Thalys to be renamed Eurostar in the future
High-speed train operators Eurostar and Thalys are resuming plans to merge. The merged company will be based in Belgium and the Thalys brand will eventually disappear.
The merger between Thalys and Eurostar has been relaunched. The merged holding company will be based in Brussels. SNCF will be the majority shareholder of this holding company while SNCB will inherit 18.5% of the shares. This was confirmed by Sophie Dutordoir, CEO of SNCB, last Monday during the visit of the Connecting Europe Express train in Brussels. The process of pooling resources is expected to take at least two more years.
The two international TGV entities majority controlled by SNCF will continue to exist legally, but under a new holding company, majority owned by SNCF Voyageurs (55.75 percent) and with its headquarters in Brussels. Within two to three years, ‘Eurostar’ will become the sole brand for high-speed trains. The result would be a company with a turnover of €1.6 billion (Thalys €1.1 billion, Eurostar €0.5 billion) and 18.5 million passengers (11 million on one side, 7.5 on the other), taking into account the figures for 2019.
Two companies with the same business profile
Eurostar is an international high-speed rail service connecting London with France and Belgium. Services began running on 14 November 1994 between London Waterloo International station and Paris Gare du Nord in Paris, and the Midi station in Brussels. Since 2010, Eurostar has been owned by Eurostar International Limited (EIL), a company jointly owned by SNCF (55%), Caisse de dépôt et placement du Québec (CDPQ) (30%), Hermes Infrastructure (10%) and SNCB (5%), with headquarters in London.

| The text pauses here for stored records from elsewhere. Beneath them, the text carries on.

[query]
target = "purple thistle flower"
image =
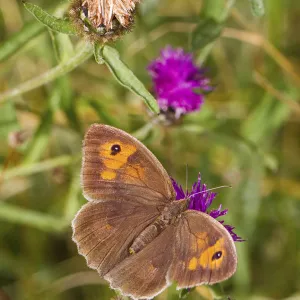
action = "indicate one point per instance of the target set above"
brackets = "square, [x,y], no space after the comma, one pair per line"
[178,81]
[201,200]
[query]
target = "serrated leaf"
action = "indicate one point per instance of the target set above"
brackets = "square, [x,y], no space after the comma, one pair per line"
[205,32]
[8,119]
[126,77]
[53,23]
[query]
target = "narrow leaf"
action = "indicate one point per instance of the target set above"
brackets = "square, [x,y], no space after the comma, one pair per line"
[126,77]
[50,21]
[15,42]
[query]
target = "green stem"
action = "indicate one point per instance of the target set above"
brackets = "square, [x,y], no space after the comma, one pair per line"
[84,52]
[221,18]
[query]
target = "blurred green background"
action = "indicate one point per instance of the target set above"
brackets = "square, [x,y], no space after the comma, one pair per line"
[246,135]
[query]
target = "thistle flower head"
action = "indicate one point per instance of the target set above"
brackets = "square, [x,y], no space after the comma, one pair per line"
[103,20]
[201,200]
[178,83]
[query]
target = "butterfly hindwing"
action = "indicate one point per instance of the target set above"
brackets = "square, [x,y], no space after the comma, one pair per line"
[144,275]
[104,231]
[204,252]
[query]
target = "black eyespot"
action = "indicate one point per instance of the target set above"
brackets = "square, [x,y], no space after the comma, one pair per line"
[115,149]
[217,255]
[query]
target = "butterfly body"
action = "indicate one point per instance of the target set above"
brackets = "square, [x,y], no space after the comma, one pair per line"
[133,231]
[169,216]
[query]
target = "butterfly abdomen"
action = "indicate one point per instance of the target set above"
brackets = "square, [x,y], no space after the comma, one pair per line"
[167,217]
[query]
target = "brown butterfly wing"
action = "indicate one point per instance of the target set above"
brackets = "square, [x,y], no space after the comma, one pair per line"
[116,166]
[204,252]
[104,231]
[143,275]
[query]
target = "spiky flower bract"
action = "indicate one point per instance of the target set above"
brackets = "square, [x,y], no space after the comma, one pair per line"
[201,199]
[178,83]
[103,20]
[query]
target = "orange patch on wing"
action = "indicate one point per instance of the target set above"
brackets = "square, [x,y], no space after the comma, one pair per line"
[193,264]
[133,173]
[108,175]
[116,161]
[205,259]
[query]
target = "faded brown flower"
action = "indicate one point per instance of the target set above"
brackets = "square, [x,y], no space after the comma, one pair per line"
[103,20]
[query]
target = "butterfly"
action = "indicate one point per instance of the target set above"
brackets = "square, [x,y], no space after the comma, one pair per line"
[133,231]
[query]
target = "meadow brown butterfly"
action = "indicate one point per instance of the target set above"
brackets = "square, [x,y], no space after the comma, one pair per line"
[133,231]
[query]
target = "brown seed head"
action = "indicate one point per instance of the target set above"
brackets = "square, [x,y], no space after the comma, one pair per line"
[103,20]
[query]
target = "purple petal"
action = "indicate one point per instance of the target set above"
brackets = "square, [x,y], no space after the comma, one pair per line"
[201,200]
[176,79]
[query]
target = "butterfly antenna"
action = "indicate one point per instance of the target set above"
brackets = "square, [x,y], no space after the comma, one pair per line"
[216,188]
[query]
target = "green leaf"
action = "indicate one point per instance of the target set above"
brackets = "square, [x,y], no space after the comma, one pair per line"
[15,42]
[257,7]
[8,119]
[126,77]
[40,140]
[63,46]
[53,23]
[206,32]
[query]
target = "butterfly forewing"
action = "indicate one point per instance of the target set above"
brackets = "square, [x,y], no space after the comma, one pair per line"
[116,166]
[204,252]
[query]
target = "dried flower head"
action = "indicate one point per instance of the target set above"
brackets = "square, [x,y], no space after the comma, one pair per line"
[201,200]
[179,83]
[103,20]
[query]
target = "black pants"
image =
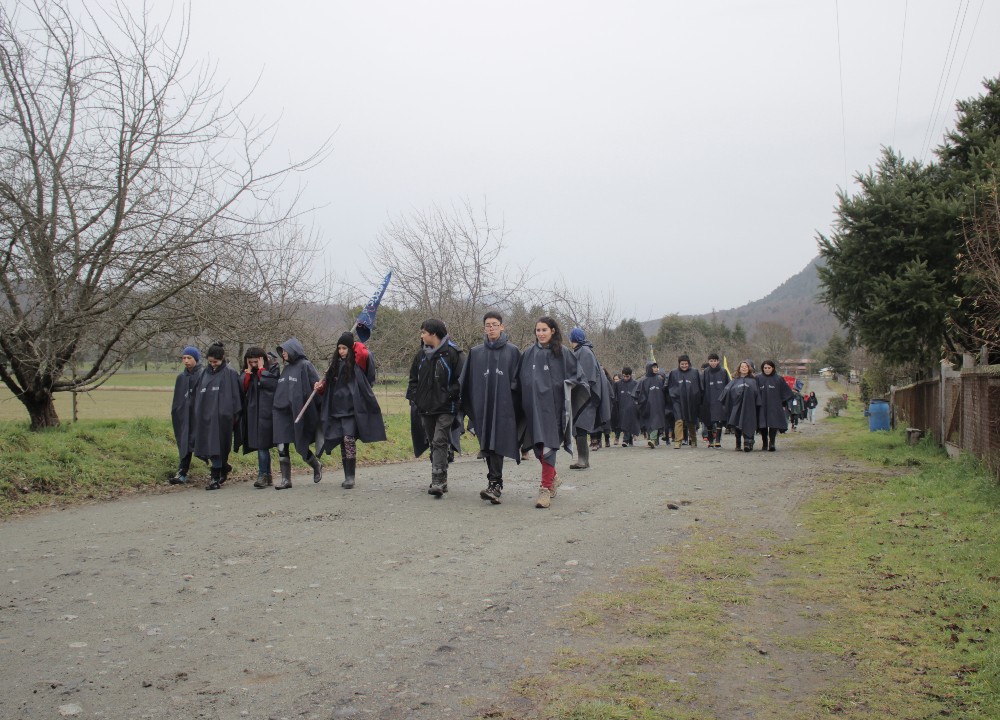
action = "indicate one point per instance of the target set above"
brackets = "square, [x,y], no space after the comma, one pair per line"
[494,468]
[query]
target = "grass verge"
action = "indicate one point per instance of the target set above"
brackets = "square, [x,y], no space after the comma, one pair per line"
[891,585]
[102,459]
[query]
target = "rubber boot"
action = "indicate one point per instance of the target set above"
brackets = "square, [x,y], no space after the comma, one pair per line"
[216,479]
[286,473]
[349,466]
[263,481]
[317,467]
[583,454]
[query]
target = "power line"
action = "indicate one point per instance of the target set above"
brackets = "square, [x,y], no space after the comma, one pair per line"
[843,113]
[949,59]
[961,68]
[899,81]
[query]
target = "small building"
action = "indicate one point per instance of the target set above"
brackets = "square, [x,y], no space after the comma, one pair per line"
[797,366]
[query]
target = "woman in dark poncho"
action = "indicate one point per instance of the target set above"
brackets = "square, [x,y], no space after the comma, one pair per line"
[543,373]
[260,379]
[740,400]
[295,385]
[774,393]
[217,408]
[350,410]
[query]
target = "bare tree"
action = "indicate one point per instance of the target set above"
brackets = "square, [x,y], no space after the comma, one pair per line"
[448,263]
[980,263]
[126,185]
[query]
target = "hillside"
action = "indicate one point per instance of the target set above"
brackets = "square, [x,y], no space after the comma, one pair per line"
[793,303]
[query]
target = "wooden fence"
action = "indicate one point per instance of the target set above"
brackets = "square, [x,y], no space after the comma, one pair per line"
[960,409]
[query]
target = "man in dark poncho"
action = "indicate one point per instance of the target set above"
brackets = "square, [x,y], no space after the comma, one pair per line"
[594,415]
[182,410]
[435,391]
[714,379]
[295,386]
[217,408]
[652,401]
[260,378]
[684,388]
[628,411]
[488,387]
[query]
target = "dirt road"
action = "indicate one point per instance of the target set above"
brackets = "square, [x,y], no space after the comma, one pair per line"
[320,602]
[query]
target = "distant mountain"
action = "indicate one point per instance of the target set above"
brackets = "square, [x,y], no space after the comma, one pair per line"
[793,303]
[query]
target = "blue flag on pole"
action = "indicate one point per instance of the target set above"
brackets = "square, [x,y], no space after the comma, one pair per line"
[366,320]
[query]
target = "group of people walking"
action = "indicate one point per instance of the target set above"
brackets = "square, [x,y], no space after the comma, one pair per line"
[274,404]
[515,403]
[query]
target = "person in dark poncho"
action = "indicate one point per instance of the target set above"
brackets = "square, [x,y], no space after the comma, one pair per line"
[551,388]
[651,399]
[608,411]
[350,410]
[489,384]
[774,394]
[217,408]
[628,411]
[684,388]
[260,378]
[714,379]
[295,385]
[594,415]
[182,411]
[740,401]
[435,393]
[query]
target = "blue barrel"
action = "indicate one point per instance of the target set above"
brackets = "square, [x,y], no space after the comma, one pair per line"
[878,415]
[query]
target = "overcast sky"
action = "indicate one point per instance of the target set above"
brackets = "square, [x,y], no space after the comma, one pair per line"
[681,156]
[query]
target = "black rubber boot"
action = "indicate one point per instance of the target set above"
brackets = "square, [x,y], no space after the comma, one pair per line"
[349,467]
[317,467]
[216,479]
[286,473]
[263,481]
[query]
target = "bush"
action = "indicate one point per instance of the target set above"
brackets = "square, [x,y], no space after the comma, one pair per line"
[834,405]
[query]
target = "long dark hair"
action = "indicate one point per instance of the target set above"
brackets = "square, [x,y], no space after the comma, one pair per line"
[337,362]
[555,345]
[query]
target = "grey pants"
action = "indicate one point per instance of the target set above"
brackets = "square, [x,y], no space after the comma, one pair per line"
[437,428]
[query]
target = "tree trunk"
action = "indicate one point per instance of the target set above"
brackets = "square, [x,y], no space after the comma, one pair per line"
[41,410]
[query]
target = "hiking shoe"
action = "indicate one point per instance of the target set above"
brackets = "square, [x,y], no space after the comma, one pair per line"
[492,493]
[544,498]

For its part, Thalys is a French-Belgian high-speed train operator originally built around the LGV Nord high-speed line between Paris and Brussels. Services were launched in June 1996. Together, the two companies share the high speed network on a European area of more than 75 millions citizens between London, Paris, Amsterdam and Cologne. In recent years, both companies seemed to have reached a peak and were looking for new growth markets. Since April 2018, Eurostar has been serving Amsterdam on the same route as Thalys.

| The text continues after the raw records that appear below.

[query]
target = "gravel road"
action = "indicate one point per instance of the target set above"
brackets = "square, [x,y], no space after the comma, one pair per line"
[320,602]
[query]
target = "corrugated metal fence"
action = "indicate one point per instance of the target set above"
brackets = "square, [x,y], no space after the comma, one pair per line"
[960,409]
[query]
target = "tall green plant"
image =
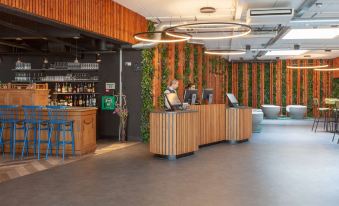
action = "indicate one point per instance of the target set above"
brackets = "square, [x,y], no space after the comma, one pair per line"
[195,67]
[187,70]
[164,73]
[146,89]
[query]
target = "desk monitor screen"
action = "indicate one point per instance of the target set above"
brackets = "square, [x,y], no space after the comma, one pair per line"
[207,94]
[173,101]
[190,96]
[233,100]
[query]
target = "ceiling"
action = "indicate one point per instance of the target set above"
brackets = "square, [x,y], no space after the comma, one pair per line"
[265,35]
[25,34]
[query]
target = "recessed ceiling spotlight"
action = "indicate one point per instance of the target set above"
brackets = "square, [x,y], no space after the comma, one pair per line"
[207,10]
[319,4]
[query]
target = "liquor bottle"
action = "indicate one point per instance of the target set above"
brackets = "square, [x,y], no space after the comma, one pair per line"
[70,103]
[89,88]
[85,88]
[80,101]
[75,103]
[78,88]
[59,88]
[56,87]
[94,101]
[93,88]
[70,89]
[87,101]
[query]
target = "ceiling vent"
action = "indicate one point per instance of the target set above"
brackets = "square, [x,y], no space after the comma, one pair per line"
[272,16]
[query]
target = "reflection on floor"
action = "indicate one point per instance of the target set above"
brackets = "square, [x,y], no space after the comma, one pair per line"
[13,169]
[284,165]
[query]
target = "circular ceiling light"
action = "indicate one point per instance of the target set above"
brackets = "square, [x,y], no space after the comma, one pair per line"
[308,67]
[222,52]
[210,30]
[207,10]
[149,37]
[327,69]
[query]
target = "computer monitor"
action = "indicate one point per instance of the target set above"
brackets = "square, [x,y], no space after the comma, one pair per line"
[207,94]
[173,101]
[232,99]
[190,96]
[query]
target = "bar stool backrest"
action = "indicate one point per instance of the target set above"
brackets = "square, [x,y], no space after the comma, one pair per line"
[9,113]
[57,113]
[337,105]
[32,113]
[316,102]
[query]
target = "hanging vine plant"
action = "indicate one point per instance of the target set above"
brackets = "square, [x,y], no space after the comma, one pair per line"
[146,89]
[187,70]
[176,63]
[195,67]
[203,72]
[164,73]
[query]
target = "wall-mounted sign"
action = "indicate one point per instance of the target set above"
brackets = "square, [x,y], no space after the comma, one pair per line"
[110,86]
[108,102]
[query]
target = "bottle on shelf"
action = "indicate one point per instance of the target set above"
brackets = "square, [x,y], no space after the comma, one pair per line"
[80,101]
[59,87]
[94,101]
[70,89]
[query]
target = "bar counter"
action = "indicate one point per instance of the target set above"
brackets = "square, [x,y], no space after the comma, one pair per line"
[178,133]
[84,131]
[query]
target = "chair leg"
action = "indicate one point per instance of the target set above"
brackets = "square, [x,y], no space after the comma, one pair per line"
[63,142]
[14,140]
[49,144]
[73,140]
[25,141]
[39,141]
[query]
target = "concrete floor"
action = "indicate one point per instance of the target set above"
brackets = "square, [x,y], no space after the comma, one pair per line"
[284,165]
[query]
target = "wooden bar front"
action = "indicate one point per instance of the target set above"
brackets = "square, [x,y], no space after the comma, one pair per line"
[84,131]
[238,124]
[174,133]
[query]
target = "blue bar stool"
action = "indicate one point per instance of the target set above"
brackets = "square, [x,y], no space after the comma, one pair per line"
[2,142]
[9,120]
[58,121]
[33,120]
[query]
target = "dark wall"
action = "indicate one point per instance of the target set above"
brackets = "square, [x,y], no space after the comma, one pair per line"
[109,72]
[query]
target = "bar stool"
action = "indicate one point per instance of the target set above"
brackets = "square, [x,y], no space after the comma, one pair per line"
[33,120]
[322,113]
[9,120]
[335,126]
[58,120]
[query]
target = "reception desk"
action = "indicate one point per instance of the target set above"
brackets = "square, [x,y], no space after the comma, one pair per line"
[173,134]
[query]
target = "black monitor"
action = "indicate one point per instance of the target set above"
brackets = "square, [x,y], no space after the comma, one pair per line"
[207,94]
[190,96]
[233,100]
[174,101]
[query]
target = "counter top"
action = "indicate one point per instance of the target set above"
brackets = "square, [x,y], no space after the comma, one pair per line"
[174,112]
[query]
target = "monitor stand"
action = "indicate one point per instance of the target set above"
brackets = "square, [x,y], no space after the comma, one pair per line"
[194,98]
[210,99]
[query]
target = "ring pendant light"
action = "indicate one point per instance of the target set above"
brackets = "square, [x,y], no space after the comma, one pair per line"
[194,28]
[225,52]
[327,69]
[308,67]
[179,37]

The pandemic obviously interrupted the growth of both companies and Eurostar even came close to bankruptcy in May 2021, before it was fortunately recapitalised. With the easing of health restrictions, traffic has gradually recovered, though not to the volumes of 2019.
Towards a new railway landscape
Major crises are often an opportunity to reconsider things. Although the Green Speed project matured before the pandemic, the rail landscape could be changing in the next few years. We can already see this with the arrival of the SNCF in Spain under the Ouigo brand, and also with the arrival of the Thello high-speed train on the Milan-Lyon-Paris route. It is possible that Deutsche Bahn will make expansion plans in the future. All this provides an additional argument for consolidating high-speed trains in the Benelux, Northern France and England, an area where SNCF intends to remain the leader.
The TGV fleet should contain about 50 trains. It is not known at present whether the Thalys trains will be replaced in the long term, as Thalys, unlike Eurostar, has never placed an order for new rolling stock. The Eurostar e320 trains could replace some Thalys trains that are beginning to age, notably the TGV-R trains (“TGV-Réseau”). On the other hand, customs operations, which have incorporated the Brexit, will of course remain in force for traffic to Britain. The ticketing will of course also be merged, for the benefit of the almost 20 million annual customers that the new entity will have.